I think that the kind of probabilistic reflection we are working on is fairly natural though.

Maybe I’m just being dense but I’m still not really getting why you think that (despite your past attempts to explain it to me in conversation). The current paper doesn’t seem to make a strong attempt to explain it either.
- paulfchristiano 10 Jun 2013 14:05 UTC
  2 points
  Parent
  
  I read that paper before but it doesn’t say why its proposed way of handling logical uncertainty is the correct one, except that it “seem to have some good properties”.
  
  This is basically the same as the situation with respect to indexical probabilities. There are dominance arguments for betting odds etc. that don’t quite go through, but it seems like probabilities are still distinguished as a good best guess, and worth fleshing out. And if you accept probabilities prior specification is the clear next question.
  
  I’m not entirely clear on your position. Are you saying that theoretical AI work by safety-concerned folks has a net social cost, accounting for reputation impacts, or excluding reputation impacts?
  
  I think it’s plausible there are net social costs, excluding reputational impacts, and would certainly prefer to think more about it first. But with reputational impacts it seems like the case is relatively clear (of course this is potentially self-serving reasoning), and there are similar gains in terms of making things seem more concrete etc.
  
  Maybe I’m just being dense but I’m still not really getting why you think that (despite your past attempts to explain it to me in conversation). The current paper doesn’t seem to make a strong attempt to explain it either.
  
  Well, the first claim was that without the epsilons (i.e. with closed instead of open intervals) it would be exactly what you wanted (you would have an inner symbol that exactly corresponded to reality), and the second claim was that the epsilons aren’t so bad (e.g. because exact comparisons between floats are kind of silly anyway). Probably those could be more explicit in the writeup, but it would be helpful to know which steps seem shakiest.
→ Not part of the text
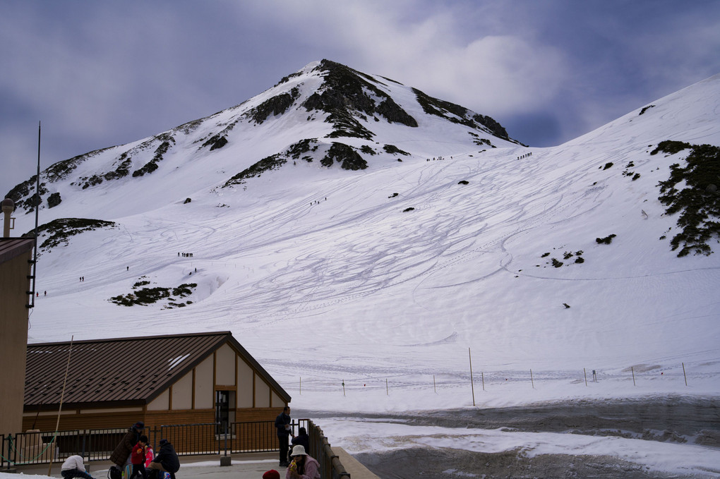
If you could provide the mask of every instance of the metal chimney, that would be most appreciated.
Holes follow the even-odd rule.
[[[14,219],[14,218],[11,218],[10,215],[12,214],[12,212],[14,211],[14,201],[9,198],[6,198],[2,201],[2,212],[5,217],[2,228],[2,237],[4,238],[10,237],[10,230],[15,227],[14,224],[12,224],[12,226],[10,225],[11,220]],[[14,223],[14,222],[12,222]]]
  - Wei Dai 10 Jun 2013 16:52 UTC
    4 points
    Parent
    
    Well, the first claim was that without the epsilons (i.e. with closed instead of open intervals) it would be exactly what you wanted (you would have an inner symbol that exactly corresponded to reality)
    
    Why do you say “exactly corresponded to reality”? You’d have an inner symbol which corresponded to the outer P, but P must be more like subjective credence than external reality, since in reality each logical statement is presumably either true or false, not a probabilistic mixture of both?
    
    Intuitively, what I’d want is a “math intuition module” which, if it was looking at a mathematical expression denoting the beliefs that a copy of itself would have after running for a longer period of time or having more memory, would assign high probability that those beliefs would better correspond to reality than its own current beliefs. This would in turn license the AI using this MIM to build a more powerful version of itself, or just to believe that “think more” is generally a good idea aside from opportunity costs. I understand that you are not trying to directly build such an MIM, just to do a possibility proof. But your formalism looks very different from my intuitive requirement, and I don’t understand what your intuitive requirement might be.
    - paulfchristiano 2 Jul 2013 12:43 UTC
      2 points
      Parent
      P is intended to be like objective reality, exactly analogously with the predicate “True.” So we can adjoin P as a symbol and the reflection principle as an axiom schema, and thereby obtain a more expressive language. Depending on architecture, this also may increase the agent’s ability to formulate or reason about hypotheses.
      
      Statements without P’s in them, are indeed either true or false with probability 1. I agree it is a bit odd for statements with P in them to have probabilities, but I don’t see a strong argument it shouldn’t happen. In particular, it seems irrelevant to anything meaningful we would like to do with a truth predicate. In subsequent versions of this result, the probabilities have been removed and the core topological considerations exposed directly.
      
      The relationship between a truth predicate and the kind of reasoning you discuss (a MIM that believes its own computations are trustworthy) is that truth is useful or perhaps necessary for defining the kind of correspondence that you want the MIM to accept, about a general relationship between the algorithm it is running and what is “true”. So having a notion of “truth” seems like the first step.